Tidak. Aku dan Abi tidak sekelas.
Waktu itu aku sedang melewati kelasnya, aku sengaja berhenti kemudian menyempatkan diri mengamatinya sampai kelas selesai. Sejak saat itu, Abi selalu tersenyum kecil ketika aku kedapatan menatapnya. Mungkin Abi menertawakan aku yang buruk rupa ini menyukai seorang pangeran sepertinya. Kejadian itu terjadi sebelum kerja sama tim IT dan sastra diadakan. Hingga ketika kerja sama itu diadakan, kuketahui Abi tidak sesombong yang kukira, karena dia masih menghargaiku dengan bagaimana dia menyikapiku setiap harinya.
Suara benturan ban dan lapangan parkir membuatku sadar dari lamunan, aku menatap ban sepeda depanku yang tidak berisi angin. Seingatku, tadi pagi ban sepedaku tidak kenapa-napa, tapi sepertinya hari ini dia berniat cari masalah dan baru kutemukan ketika akan pulang ke rumah.
Kupapah sepeda tanpa menaikinya, ini hanya memperparah keadaan soreku yang tidak baik. Brak! Suara benturan kembali muncul. Aku mengerjap ketika sadar menabrak seseorang yang tengah mengeluarkan sepedanya dari barisan sepeda yang berderet di tempat parkir.
Dia menatapku nyaris marah sebelum aku dahului dengan ringisan dan permintaan maaf. Aku sadar mungkin dia menelan kata-katanya kembali dan mengggantinya dengan pertanyaan basa-basi. "Kenapa nggak menaiki sepedanya, Sya?"
"Bannya bocor enggak tau kenapa. Aku mau ke bengkel depan dulu."
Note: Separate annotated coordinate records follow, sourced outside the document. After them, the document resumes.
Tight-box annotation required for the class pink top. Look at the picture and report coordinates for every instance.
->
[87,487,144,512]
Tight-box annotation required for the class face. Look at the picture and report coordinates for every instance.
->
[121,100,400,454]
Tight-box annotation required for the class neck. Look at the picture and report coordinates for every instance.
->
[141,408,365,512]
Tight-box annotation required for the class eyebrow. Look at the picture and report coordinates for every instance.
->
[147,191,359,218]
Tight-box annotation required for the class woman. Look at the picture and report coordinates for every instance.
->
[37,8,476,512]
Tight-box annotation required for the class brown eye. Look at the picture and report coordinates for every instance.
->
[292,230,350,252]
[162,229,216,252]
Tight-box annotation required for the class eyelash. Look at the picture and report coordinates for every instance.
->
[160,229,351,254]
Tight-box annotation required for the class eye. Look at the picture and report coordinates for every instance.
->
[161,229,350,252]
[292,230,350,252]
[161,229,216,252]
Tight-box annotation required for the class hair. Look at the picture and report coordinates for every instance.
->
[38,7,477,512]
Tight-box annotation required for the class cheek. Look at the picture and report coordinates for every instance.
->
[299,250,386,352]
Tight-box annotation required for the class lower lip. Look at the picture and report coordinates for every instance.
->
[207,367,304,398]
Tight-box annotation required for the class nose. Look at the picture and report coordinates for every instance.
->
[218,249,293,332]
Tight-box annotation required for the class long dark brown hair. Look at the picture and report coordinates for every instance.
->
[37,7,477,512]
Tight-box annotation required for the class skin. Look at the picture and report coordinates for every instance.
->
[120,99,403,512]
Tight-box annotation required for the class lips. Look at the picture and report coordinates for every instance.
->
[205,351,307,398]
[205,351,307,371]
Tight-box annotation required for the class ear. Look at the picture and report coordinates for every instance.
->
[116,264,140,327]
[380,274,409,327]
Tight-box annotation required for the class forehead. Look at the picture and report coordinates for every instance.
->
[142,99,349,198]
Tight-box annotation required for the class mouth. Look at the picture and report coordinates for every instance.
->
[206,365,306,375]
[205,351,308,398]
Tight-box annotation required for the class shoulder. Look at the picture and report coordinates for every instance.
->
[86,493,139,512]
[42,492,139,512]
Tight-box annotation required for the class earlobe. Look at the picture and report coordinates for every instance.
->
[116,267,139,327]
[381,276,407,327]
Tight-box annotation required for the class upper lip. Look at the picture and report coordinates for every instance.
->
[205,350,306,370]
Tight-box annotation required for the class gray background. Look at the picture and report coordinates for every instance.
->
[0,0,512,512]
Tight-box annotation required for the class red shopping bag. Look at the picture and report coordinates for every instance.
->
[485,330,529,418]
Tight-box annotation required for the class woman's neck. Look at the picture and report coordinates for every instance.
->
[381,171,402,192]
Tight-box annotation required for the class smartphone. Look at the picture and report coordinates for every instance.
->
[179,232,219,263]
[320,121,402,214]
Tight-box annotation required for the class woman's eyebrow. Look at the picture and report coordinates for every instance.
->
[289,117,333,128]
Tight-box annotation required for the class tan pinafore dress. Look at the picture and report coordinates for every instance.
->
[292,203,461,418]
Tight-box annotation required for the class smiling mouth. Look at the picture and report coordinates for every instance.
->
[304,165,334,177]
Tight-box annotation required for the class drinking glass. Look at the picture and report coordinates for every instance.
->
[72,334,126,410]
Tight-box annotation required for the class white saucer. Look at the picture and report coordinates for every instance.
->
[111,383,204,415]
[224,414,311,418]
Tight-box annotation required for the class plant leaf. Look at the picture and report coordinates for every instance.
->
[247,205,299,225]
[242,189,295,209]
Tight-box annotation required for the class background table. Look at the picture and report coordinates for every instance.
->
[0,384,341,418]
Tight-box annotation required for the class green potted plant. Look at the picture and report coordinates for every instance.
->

Abi menstandarkan sepedanya kemudian memutar roda depan sepedaku, dia mencabut sesuatu dari sana dan menunjukkan paku empat senti di depanku. "Kamu menginjak paku."
"Kayaknya aku harus ganti dengan roda yang baru. Aku keseringan nambal ban ini. Bosan," gerutuku.
Abi berdiri setelah berjongkok cukup lama, dia ikut memapah sepedanya bersama denganku. Kemudian, dia kembali mengeluarkan suara, "Bukannya kamu harus kumpul sastra dulu?"
"Tadinya gitu, aku mau memarkirkan sepeda di lapangan biar dekat ke sekretariat sastra, tapi kalau kaya gini mungkin aku izin buat nggak kumpul soalnya kalau nanti sore bengkel keburu tutup."
"Kamu pakai sepedaku dulu aja."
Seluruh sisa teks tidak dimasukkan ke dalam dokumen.